On tasting, the fizzy bubbles are again apparent from non-conditioned beer; there is a little air in the bottle conditioned version but it’s virtually flat. Aside from the bubbles, they are very, very close in taste. Rich, sweet, alcohol-soaked fruit and filled with malt – the flavours are more distinct in the bottle conditioned version without the distraction from the fizz but it’s a marginal thing. There’s a gentle alcohol tang, and a short lived but appealing bitterness to the end.

It’s very interesting; in terms of flavour the bottle conditioned beer is somehow richer and fuller, but on the nose, the non-conditioned one is much more up front and frankly smells more appealing. The bottle conditioned one is undeniably a more satisfying beer to drink and I’d pick it every time, but all credit to Hogs Back, they’ve done a great job in bottling it without the yeast.

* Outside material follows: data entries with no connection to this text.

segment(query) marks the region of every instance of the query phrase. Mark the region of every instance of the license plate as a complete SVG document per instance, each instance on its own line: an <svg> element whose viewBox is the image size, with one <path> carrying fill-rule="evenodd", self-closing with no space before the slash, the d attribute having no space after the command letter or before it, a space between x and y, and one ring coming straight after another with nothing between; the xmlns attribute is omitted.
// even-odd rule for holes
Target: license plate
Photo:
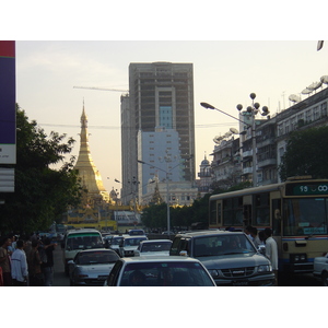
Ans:
<svg viewBox="0 0 328 328"><path fill-rule="evenodd" d="M234 281L233 285L236 285L236 286L248 285L248 282L247 281Z"/></svg>

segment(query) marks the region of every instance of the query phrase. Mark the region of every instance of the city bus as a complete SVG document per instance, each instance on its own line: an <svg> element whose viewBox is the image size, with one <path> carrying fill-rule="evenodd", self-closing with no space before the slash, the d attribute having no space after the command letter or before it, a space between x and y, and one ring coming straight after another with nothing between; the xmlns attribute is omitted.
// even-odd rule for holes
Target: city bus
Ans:
<svg viewBox="0 0 328 328"><path fill-rule="evenodd" d="M311 176L213 195L209 227L258 231L271 227L279 271L313 272L314 258L328 253L328 179Z"/></svg>

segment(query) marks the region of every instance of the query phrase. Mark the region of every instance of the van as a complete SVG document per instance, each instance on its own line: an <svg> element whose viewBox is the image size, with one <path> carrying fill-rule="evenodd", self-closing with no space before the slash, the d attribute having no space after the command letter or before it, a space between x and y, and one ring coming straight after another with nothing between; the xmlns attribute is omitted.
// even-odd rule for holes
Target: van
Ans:
<svg viewBox="0 0 328 328"><path fill-rule="evenodd" d="M61 248L65 273L68 276L68 261L74 259L80 250L105 247L102 234L97 230L82 229L69 231L61 243Z"/></svg>

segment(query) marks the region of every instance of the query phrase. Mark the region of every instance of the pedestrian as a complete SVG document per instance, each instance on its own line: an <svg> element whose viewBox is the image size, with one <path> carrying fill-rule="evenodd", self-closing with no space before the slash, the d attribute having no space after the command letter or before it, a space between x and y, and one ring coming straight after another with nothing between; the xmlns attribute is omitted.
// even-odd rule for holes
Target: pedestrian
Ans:
<svg viewBox="0 0 328 328"><path fill-rule="evenodd" d="M245 229L244 229L244 232L245 234L247 235L247 237L253 242L253 237L250 235L250 230L253 229L251 225L247 225Z"/></svg>
<svg viewBox="0 0 328 328"><path fill-rule="evenodd" d="M0 241L0 267L2 269L2 280L4 286L12 285L11 263L8 251L8 246L11 245L11 238L5 236Z"/></svg>
<svg viewBox="0 0 328 328"><path fill-rule="evenodd" d="M57 244L52 244L50 238L46 238L44 249L47 255L47 261L42 263L42 269L45 278L44 285L51 286L54 282L54 250Z"/></svg>
<svg viewBox="0 0 328 328"><path fill-rule="evenodd" d="M263 233L266 239L266 257L271 261L272 271L276 277L276 285L278 285L278 246L272 238L272 230L270 227L266 227Z"/></svg>
<svg viewBox="0 0 328 328"><path fill-rule="evenodd" d="M16 249L16 236L12 235L10 236L10 238L11 238L11 245L7 247L9 256L11 256Z"/></svg>
<svg viewBox="0 0 328 328"><path fill-rule="evenodd" d="M16 250L12 254L11 257L11 278L13 285L23 286L27 285L28 269L26 261L26 254L23 250L24 242L19 239L16 242Z"/></svg>
<svg viewBox="0 0 328 328"><path fill-rule="evenodd" d="M44 273L40 268L42 260L37 247L38 242L34 241L27 256L28 281L31 286L44 285Z"/></svg>
<svg viewBox="0 0 328 328"><path fill-rule="evenodd" d="M260 238L258 236L256 226L251 226L249 232L250 232L250 236L253 238L253 243L254 243L256 248L258 248L259 245L263 245L263 243L260 241Z"/></svg>

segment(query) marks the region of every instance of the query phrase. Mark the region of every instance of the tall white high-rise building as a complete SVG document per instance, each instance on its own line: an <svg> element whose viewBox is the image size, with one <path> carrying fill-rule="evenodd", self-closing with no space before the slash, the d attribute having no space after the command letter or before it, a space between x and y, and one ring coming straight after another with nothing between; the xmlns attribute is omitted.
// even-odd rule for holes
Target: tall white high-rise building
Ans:
<svg viewBox="0 0 328 328"><path fill-rule="evenodd" d="M172 131L175 137L167 137L165 131ZM177 179L192 184L195 161L189 160L195 154L192 63L133 62L129 66L129 97L121 97L121 198L125 202L133 197L137 184L142 187L140 185L149 179L144 174L140 176L138 160L150 161L151 147L145 147L142 140L150 138L151 132L157 133L156 150L153 152L156 163L159 157L164 159L168 154L171 167L175 160L179 161L176 164L180 163L176 167ZM165 139L162 144L159 136ZM171 180L176 178L174 169L168 176Z"/></svg>

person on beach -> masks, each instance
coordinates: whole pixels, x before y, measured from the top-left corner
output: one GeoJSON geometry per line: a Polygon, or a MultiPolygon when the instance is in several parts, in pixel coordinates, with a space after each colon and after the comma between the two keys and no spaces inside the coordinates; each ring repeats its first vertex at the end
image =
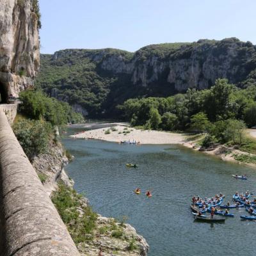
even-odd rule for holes
{"type": "Polygon", "coordinates": [[[98,256],[104,256],[103,250],[102,248],[100,248],[100,251],[99,252],[98,256]]]}

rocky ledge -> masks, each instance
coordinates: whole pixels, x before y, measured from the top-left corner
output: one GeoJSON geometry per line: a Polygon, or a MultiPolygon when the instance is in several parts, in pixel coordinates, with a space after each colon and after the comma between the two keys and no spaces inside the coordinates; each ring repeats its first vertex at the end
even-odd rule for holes
{"type": "MultiPolygon", "coordinates": [[[[68,220],[65,221],[63,220],[63,221],[81,255],[97,256],[100,248],[102,248],[104,256],[146,256],[148,244],[142,236],[136,233],[134,228],[114,218],[102,217],[93,212],[88,199],[73,189],[74,182],[68,179],[64,170],[68,163],[62,145],[54,143],[47,154],[36,156],[33,160],[33,165],[47,192],[51,195],[53,202],[56,204],[58,200],[63,200],[63,198],[58,198],[60,182],[62,189],[64,188],[65,198],[68,196],[71,198],[72,204],[65,209],[64,214],[70,214],[72,218],[66,216],[68,220]],[[84,232],[84,219],[92,218],[95,218],[92,230],[89,233],[84,232]]],[[[60,215],[61,216],[61,213],[60,215]]]]}

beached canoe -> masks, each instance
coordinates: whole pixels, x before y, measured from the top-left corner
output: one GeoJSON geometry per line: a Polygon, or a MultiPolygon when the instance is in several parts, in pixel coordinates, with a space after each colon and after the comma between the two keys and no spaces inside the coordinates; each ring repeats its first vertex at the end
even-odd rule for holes
{"type": "Polygon", "coordinates": [[[243,220],[256,220],[256,216],[246,216],[245,215],[242,215],[240,218],[243,220]]]}
{"type": "Polygon", "coordinates": [[[226,220],[226,219],[223,218],[204,218],[199,216],[195,216],[195,219],[198,221],[204,222],[224,222],[226,220]]]}
{"type": "Polygon", "coordinates": [[[236,176],[232,174],[232,176],[236,179],[240,179],[241,180],[247,180],[247,178],[245,176],[236,176]]]}

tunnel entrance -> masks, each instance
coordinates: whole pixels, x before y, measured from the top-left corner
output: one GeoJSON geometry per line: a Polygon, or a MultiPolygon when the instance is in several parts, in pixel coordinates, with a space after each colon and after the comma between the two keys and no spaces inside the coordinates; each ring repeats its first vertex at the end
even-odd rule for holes
{"type": "Polygon", "coordinates": [[[6,86],[0,82],[0,103],[6,104],[8,102],[8,92],[6,86]]]}

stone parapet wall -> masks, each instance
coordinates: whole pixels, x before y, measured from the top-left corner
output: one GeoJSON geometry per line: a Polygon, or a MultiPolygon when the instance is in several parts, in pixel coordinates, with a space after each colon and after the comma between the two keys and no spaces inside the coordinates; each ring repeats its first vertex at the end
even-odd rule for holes
{"type": "Polygon", "coordinates": [[[0,255],[79,253],[0,109],[0,255]]]}

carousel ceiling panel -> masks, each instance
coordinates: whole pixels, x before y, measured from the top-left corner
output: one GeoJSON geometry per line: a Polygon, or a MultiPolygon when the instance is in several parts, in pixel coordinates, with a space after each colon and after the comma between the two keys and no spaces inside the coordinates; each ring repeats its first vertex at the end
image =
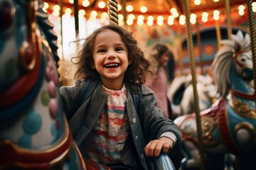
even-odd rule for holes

CAMRA know what they’re talking about. Beer isn’t “Real Ale” once it’s been killed, and I personally think it’s absurd that breweries are forced down this route by what is, ultimately, a problem of consumer education and not a flaw in the product. But if a brewery really knows what it’s doing, it seems to be perfectly possible to produce a yeast-free bottled beer that, if not quite as good as the real thing, comes damn close.

6 Comments

The Grubworm

Interesting post – and it highlights the problem of success for so many producers, ending up in them having to change or even reduce and homogenise their product. Always a shame to see (and I'm really looking at you Stilton cheese). What's encouraging here is that the brewery are finding a way round the issue that maintains something close to the original in quality and is als attractive to the mass market.

Reply
Pete Favelle

ruthj: thanks!Grubworm: It's frustrating, because there's nothing wrong with the original – it's a shame that rather than trying to educate the customer, supermarkets make it the supplier's problem.Julianna: Just remember to pour it gently and not take it back if it turns out cloudy! Actually, I like the slight yeasty 'tang' you get when you bring some of the yeast over from the bottle. A lot of the bottle conditioned ones will have the “CAMRA Says This Is Real Ale!” logo on it somewhere…

Reply
Steve

You should do a double-blind taste test to see how well you can tell the difference between the two (and which you actually prefer). If they are this close it might be interesting. Sort of like the Pepsi vs. Coke tests where people who swear they prefer brand X find out they cant reliably tell the difference?

Reply
Pete Favelle

I think that would be great fun – however it's very hard to find the same beer in both forms (which is why I was so glad to find this one!).